Jをめぐる冒険BACK NUMBER
川崎はポジションの概念すら“壊す”。
「DF田坂」は一見奇策、実はロジカル。
text by
飯尾篤史Atsushi Iio
photograph byJ.LEAGUE PHOTOS
posted2016/09/14 11:30
福岡戦、後半37分にお役御免となった田坂。陰のキーマンぶりに風間監督も労をねぎらった。
それでも田坂への要求は「攻撃とビルドアップ」。
もっとも、そうした守備面以上に田坂に求められたのは、攻撃面での貢献だ。
相手に合わせるのではなく、自分たちがどうプレーするのか――。これが川崎の、風間監督のフィロソフィ。「攻撃とビルドアップを託した」という指揮官の思惑どおり、田坂は最後列からドリブルでボールを運んで相手と入れ替わったり、斜め前方へのくさびのパスを入れたりして、攻撃の組み立てに加わっていく。
「あの位置からあのパスはなかなか出てこない。決めてあげたかったですけど、パスはうまいのでやりやすかった」
10分に田坂から正確なロングフィードを受けた小林が感嘆すれば、田坂自身も「元々前線の選手なので、どのタイミンで当てたら前を向きやすいとかは分かっている。それが、あのポジションを自分がやる強みだと思う」と胸を張った。
“交通渋滞”を避けるワイドなポジショニング。
田坂の右センターバック起用によって川崎が得たものとして、3つの「幅」がある。
ひとつ目は、ピッチの「幅」だ。
田坂がワイドなポジションを取ることによって右ウイングバックのエウシーニョが押し出されるようにして高いポジションを取れ、また、田坂の絶妙なサポートによってエウシーニョがフリーになったりしたりした。
そこに、右シャドーの小林が加わり、3人でアングルを築いて三角形を作ると、ほとんどボールを失うことがなく、右サイドを簡単に制圧してしまった。

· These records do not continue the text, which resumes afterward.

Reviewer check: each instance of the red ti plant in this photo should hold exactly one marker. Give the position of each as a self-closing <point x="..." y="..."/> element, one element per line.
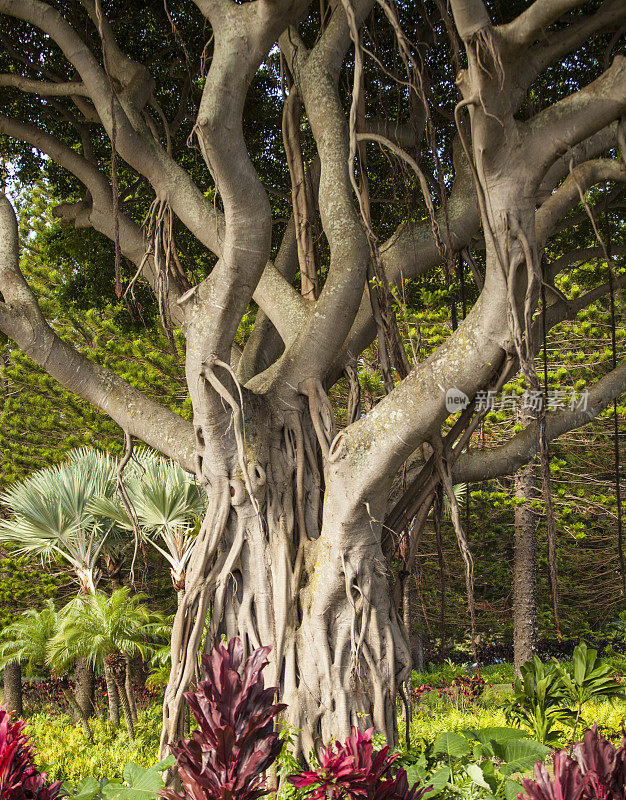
<point x="235" y="742"/>
<point x="355" y="770"/>
<point x="19" y="777"/>
<point x="597" y="772"/>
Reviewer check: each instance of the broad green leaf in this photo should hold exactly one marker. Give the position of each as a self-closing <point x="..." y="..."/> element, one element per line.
<point x="86" y="789"/>
<point x="520" y="755"/>
<point x="438" y="781"/>
<point x="511" y="789"/>
<point x="145" y="784"/>
<point x="452" y="745"/>
<point x="476" y="774"/>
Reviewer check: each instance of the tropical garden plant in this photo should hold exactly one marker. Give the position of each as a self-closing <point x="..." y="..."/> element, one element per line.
<point x="19" y="777"/>
<point x="588" y="677"/>
<point x="235" y="742"/>
<point x="597" y="771"/>
<point x="51" y="517"/>
<point x="539" y="701"/>
<point x="25" y="641"/>
<point x="356" y="770"/>
<point x="167" y="504"/>
<point x="106" y="630"/>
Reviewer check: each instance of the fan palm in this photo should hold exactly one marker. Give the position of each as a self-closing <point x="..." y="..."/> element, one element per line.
<point x="51" y="517"/>
<point x="167" y="504"/>
<point x="105" y="630"/>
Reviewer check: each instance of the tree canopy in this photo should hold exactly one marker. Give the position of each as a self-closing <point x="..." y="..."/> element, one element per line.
<point x="301" y="187"/>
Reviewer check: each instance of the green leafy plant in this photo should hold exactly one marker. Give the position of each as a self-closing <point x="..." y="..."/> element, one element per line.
<point x="105" y="630"/>
<point x="25" y="641"/>
<point x="539" y="701"/>
<point x="139" y="783"/>
<point x="51" y="518"/>
<point x="479" y="760"/>
<point x="588" y="678"/>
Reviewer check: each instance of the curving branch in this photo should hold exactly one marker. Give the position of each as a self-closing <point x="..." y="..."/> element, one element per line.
<point x="474" y="466"/>
<point x="43" y="88"/>
<point x="580" y="115"/>
<point x="567" y="196"/>
<point x="22" y="321"/>
<point x="531" y="23"/>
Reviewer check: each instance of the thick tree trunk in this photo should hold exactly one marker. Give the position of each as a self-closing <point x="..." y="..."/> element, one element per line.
<point x="318" y="594"/>
<point x="84" y="686"/>
<point x="112" y="696"/>
<point x="78" y="716"/>
<point x="13" y="689"/>
<point x="524" y="569"/>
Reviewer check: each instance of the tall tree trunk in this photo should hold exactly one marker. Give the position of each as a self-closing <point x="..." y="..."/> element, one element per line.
<point x="78" y="716"/>
<point x="406" y="618"/>
<point x="128" y="689"/>
<point x="339" y="649"/>
<point x="84" y="686"/>
<point x="112" y="696"/>
<point x="13" y="689"/>
<point x="116" y="663"/>
<point x="524" y="568"/>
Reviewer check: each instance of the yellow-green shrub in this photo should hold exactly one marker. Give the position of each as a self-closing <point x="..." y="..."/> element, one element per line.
<point x="64" y="751"/>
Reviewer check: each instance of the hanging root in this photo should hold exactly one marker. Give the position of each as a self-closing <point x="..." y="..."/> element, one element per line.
<point x="130" y="509"/>
<point x="444" y="474"/>
<point x="486" y="51"/>
<point x="300" y="196"/>
<point x="353" y="411"/>
<point x="321" y="413"/>
<point x="238" y="420"/>
<point x="158" y="230"/>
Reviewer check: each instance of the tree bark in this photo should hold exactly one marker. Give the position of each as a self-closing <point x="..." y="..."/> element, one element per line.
<point x="318" y="595"/>
<point x="78" y="716"/>
<point x="84" y="686"/>
<point x="112" y="695"/>
<point x="524" y="569"/>
<point x="128" y="689"/>
<point x="13" y="689"/>
<point x="116" y="664"/>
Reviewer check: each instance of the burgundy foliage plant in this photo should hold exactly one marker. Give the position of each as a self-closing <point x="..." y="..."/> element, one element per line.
<point x="235" y="742"/>
<point x="355" y="770"/>
<point x="597" y="772"/>
<point x="19" y="777"/>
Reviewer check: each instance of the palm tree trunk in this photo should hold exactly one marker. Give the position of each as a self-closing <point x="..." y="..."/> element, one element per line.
<point x="13" y="689"/>
<point x="78" y="713"/>
<point x="116" y="662"/>
<point x="128" y="689"/>
<point x="84" y="684"/>
<point x="113" y="696"/>
<point x="128" y="717"/>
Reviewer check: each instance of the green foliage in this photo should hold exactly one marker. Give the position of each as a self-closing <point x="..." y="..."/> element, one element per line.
<point x="51" y="516"/>
<point x="95" y="626"/>
<point x="64" y="751"/>
<point x="24" y="585"/>
<point x="139" y="783"/>
<point x="538" y="701"/>
<point x="26" y="640"/>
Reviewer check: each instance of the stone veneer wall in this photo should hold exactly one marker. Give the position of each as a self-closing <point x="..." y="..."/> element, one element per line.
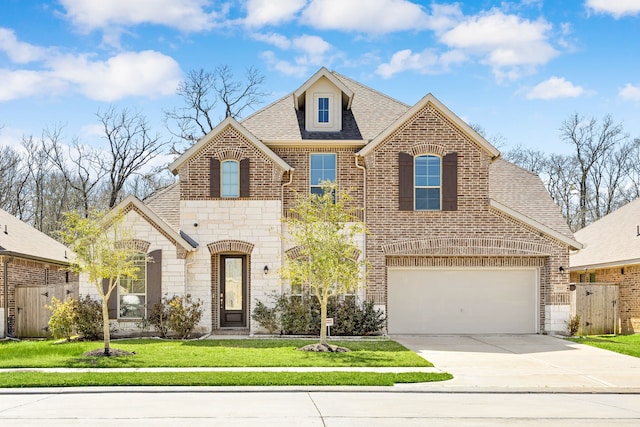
<point x="254" y="222"/>
<point x="473" y="219"/>
<point x="628" y="279"/>
<point x="173" y="266"/>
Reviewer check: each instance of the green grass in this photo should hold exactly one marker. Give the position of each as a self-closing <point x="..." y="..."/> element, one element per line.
<point x="206" y="353"/>
<point x="625" y="344"/>
<point x="41" y="379"/>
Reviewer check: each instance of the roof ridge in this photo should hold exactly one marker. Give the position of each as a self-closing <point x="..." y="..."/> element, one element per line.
<point x="343" y="77"/>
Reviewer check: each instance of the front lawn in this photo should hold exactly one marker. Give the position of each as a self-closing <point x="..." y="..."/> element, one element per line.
<point x="205" y="353"/>
<point x="625" y="344"/>
<point x="93" y="379"/>
<point x="208" y="353"/>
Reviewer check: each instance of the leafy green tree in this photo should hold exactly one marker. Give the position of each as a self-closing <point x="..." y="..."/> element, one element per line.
<point x="324" y="229"/>
<point x="102" y="250"/>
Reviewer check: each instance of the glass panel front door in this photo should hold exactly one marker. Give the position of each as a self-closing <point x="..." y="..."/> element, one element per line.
<point x="232" y="291"/>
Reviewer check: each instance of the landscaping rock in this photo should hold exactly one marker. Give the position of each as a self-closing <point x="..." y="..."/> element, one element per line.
<point x="324" y="348"/>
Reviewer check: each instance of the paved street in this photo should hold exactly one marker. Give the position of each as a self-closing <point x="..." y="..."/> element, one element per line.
<point x="529" y="380"/>
<point x="211" y="408"/>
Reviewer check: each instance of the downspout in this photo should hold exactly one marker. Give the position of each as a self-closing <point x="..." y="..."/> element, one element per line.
<point x="6" y="296"/>
<point x="364" y="206"/>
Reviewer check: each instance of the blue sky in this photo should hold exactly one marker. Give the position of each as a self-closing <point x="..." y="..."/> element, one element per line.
<point x="518" y="69"/>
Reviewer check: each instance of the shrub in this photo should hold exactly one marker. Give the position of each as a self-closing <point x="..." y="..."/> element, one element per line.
<point x="573" y="324"/>
<point x="159" y="318"/>
<point x="62" y="321"/>
<point x="88" y="318"/>
<point x="183" y="314"/>
<point x="267" y="317"/>
<point x="296" y="315"/>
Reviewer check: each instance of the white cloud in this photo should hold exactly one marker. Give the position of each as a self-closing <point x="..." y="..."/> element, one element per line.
<point x="630" y="92"/>
<point x="185" y="15"/>
<point x="309" y="51"/>
<point x="555" y="87"/>
<point x="509" y="44"/>
<point x="277" y="40"/>
<point x="146" y="73"/>
<point x="615" y="8"/>
<point x="17" y="51"/>
<point x="425" y="62"/>
<point x="271" y="12"/>
<point x="376" y="16"/>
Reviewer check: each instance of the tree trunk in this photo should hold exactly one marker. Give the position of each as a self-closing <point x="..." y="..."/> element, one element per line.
<point x="323" y="321"/>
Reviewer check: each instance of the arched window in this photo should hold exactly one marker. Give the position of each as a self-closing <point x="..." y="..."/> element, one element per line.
<point x="132" y="291"/>
<point x="230" y="178"/>
<point x="427" y="182"/>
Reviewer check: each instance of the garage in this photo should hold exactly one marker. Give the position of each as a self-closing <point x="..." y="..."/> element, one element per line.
<point x="462" y="301"/>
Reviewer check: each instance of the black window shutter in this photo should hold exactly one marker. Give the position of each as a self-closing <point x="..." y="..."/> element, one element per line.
<point x="112" y="303"/>
<point x="214" y="180"/>
<point x="244" y="178"/>
<point x="405" y="182"/>
<point x="450" y="182"/>
<point x="154" y="279"/>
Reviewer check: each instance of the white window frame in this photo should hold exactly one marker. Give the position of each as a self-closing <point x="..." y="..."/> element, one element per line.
<point x="316" y="110"/>
<point x="311" y="184"/>
<point x="416" y="187"/>
<point x="127" y="281"/>
<point x="222" y="179"/>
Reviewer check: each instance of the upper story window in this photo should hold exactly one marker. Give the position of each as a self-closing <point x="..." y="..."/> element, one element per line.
<point x="323" y="168"/>
<point x="427" y="182"/>
<point x="323" y="110"/>
<point x="132" y="291"/>
<point x="230" y="179"/>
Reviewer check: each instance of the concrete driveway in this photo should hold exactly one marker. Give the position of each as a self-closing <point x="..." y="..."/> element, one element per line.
<point x="524" y="363"/>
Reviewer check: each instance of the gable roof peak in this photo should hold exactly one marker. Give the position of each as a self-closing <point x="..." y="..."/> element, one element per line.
<point x="229" y="121"/>
<point x="347" y="94"/>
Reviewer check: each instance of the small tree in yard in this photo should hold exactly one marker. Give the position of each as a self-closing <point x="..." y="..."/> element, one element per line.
<point x="100" y="243"/>
<point x="324" y="228"/>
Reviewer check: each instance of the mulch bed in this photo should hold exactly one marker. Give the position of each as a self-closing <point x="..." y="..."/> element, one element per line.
<point x="113" y="352"/>
<point x="324" y="348"/>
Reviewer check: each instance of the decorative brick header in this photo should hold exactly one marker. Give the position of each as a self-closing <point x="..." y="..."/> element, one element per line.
<point x="234" y="153"/>
<point x="426" y="147"/>
<point x="135" y="244"/>
<point x="223" y="246"/>
<point x="466" y="247"/>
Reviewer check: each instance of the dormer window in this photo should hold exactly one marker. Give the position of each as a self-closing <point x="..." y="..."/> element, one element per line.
<point x="323" y="110"/>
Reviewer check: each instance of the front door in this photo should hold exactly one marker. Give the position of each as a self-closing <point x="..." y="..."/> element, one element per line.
<point x="233" y="290"/>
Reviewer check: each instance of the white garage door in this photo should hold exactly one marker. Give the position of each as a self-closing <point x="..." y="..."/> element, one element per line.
<point x="435" y="301"/>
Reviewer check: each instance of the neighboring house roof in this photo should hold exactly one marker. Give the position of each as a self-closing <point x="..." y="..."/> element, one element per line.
<point x="166" y="203"/>
<point x="229" y="121"/>
<point x="20" y="239"/>
<point x="611" y="241"/>
<point x="457" y="121"/>
<point x="522" y="195"/>
<point x="177" y="237"/>
<point x="371" y="112"/>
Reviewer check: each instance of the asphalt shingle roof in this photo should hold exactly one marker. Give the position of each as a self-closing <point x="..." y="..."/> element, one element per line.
<point x="525" y="193"/>
<point x="21" y="238"/>
<point x="371" y="113"/>
<point x="613" y="239"/>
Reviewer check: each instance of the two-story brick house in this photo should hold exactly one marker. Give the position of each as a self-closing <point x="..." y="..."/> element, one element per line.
<point x="460" y="240"/>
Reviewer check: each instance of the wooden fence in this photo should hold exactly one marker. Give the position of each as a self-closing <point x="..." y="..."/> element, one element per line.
<point x="598" y="305"/>
<point x="32" y="317"/>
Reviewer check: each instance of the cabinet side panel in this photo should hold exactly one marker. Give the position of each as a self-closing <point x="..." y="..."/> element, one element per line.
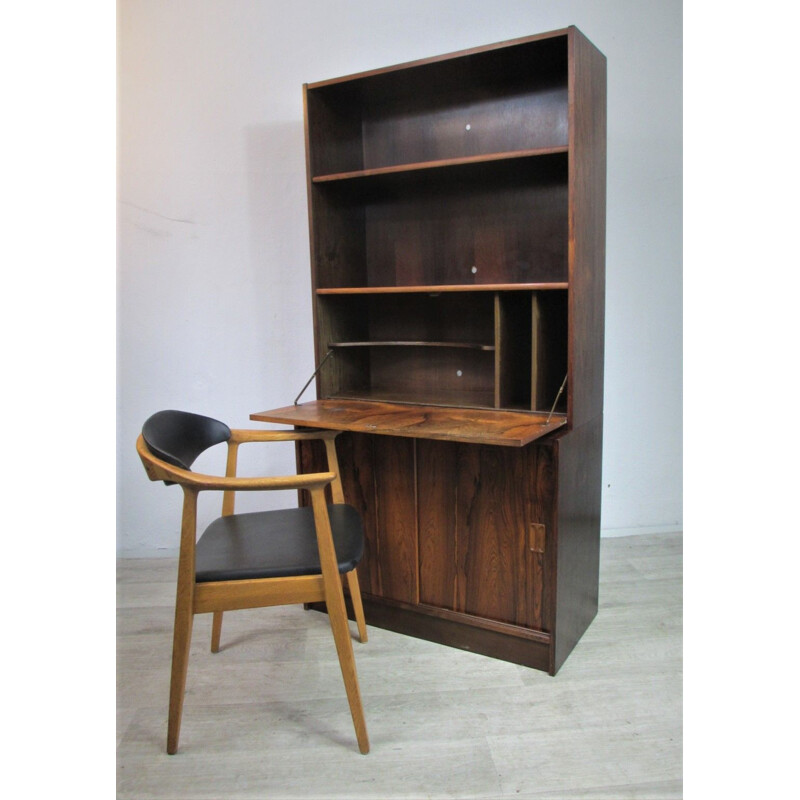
<point x="578" y="555"/>
<point x="587" y="229"/>
<point x="543" y="481"/>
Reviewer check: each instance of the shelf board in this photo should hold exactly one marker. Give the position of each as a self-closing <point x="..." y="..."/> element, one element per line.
<point x="474" y="426"/>
<point x="463" y="345"/>
<point x="438" y="289"/>
<point x="439" y="164"/>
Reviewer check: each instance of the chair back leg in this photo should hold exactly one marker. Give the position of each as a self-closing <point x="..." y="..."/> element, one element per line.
<point x="216" y="630"/>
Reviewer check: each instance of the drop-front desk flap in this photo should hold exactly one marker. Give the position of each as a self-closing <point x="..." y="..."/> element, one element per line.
<point x="471" y="425"/>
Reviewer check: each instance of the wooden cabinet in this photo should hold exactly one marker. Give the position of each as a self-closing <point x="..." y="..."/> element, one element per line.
<point x="457" y="223"/>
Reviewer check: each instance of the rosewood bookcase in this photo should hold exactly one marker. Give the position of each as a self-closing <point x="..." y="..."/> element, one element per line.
<point x="457" y="225"/>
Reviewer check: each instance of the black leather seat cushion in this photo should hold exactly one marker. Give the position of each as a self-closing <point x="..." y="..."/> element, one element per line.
<point x="275" y="544"/>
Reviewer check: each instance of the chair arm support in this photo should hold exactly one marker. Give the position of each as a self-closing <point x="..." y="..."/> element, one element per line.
<point x="158" y="470"/>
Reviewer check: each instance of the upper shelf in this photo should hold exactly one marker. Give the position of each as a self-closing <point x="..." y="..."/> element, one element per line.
<point x="439" y="164"/>
<point x="438" y="289"/>
<point x="474" y="426"/>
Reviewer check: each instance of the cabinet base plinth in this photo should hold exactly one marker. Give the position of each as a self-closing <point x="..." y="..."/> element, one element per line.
<point x="528" y="652"/>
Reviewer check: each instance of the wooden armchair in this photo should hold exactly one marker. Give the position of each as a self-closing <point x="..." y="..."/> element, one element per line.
<point x="295" y="555"/>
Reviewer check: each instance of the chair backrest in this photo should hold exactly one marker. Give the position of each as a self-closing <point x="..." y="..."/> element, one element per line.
<point x="178" y="437"/>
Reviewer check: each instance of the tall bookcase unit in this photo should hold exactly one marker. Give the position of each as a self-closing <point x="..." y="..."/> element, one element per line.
<point x="457" y="226"/>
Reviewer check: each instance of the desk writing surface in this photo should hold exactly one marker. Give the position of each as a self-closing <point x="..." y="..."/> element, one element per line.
<point x="475" y="426"/>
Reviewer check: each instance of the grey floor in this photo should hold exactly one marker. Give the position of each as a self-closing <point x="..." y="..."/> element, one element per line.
<point x="267" y="716"/>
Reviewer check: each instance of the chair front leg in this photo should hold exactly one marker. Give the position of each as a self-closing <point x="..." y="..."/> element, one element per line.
<point x="337" y="616"/>
<point x="184" y="617"/>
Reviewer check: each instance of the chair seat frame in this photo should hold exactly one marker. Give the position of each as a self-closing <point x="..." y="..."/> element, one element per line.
<point x="219" y="596"/>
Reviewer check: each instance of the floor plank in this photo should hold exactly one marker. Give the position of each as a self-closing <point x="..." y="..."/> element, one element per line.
<point x="267" y="715"/>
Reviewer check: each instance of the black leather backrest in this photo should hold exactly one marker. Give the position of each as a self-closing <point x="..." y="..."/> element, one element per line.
<point x="178" y="437"/>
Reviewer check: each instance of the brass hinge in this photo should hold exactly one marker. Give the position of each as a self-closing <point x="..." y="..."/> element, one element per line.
<point x="537" y="537"/>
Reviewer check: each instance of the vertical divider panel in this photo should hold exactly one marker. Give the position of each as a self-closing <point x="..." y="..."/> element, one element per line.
<point x="498" y="353"/>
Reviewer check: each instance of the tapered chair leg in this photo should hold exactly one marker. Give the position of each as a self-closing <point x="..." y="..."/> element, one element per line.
<point x="184" y="618"/>
<point x="344" y="647"/>
<point x="358" y="607"/>
<point x="181" y="642"/>
<point x="216" y="630"/>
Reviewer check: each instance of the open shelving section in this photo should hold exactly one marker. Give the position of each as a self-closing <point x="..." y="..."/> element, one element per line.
<point x="457" y="235"/>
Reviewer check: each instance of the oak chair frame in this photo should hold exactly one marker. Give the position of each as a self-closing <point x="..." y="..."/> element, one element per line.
<point x="218" y="596"/>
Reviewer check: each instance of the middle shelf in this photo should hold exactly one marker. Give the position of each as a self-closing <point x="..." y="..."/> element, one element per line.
<point x="501" y="350"/>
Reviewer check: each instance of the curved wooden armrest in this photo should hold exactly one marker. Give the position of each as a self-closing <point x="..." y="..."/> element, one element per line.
<point x="158" y="470"/>
<point x="241" y="435"/>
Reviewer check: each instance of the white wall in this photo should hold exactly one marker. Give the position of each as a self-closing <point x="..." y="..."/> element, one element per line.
<point x="214" y="308"/>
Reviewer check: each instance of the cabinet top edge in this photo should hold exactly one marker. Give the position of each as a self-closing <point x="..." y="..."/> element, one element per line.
<point x="561" y="32"/>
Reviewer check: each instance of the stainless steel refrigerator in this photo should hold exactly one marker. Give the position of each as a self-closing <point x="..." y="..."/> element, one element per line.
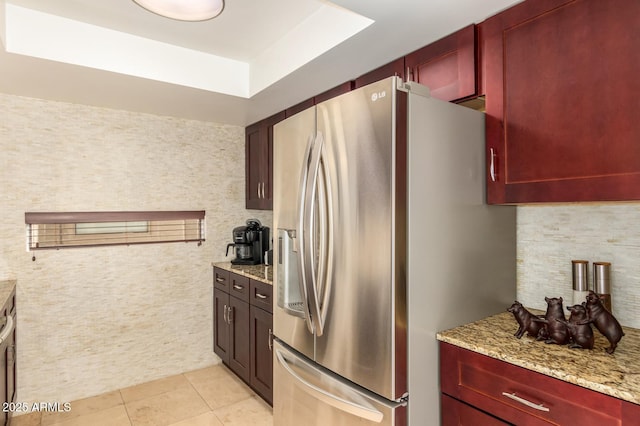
<point x="382" y="239"/>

もっとも、こうしてピッチの幅を確保して、そのままサイドから攻めるのは“普通のチーム”。幅を確保して相手をサイドに引っ張りだして、中央を攻略してしまうのが川崎の真骨頂だ。シャドーの小林はもちろん、エウシーニョも巧みに中央に侵入していく。それでも、サイドへの逃げ道を田坂が作っているから、川崎が“交通渋滞”を起こすことはない。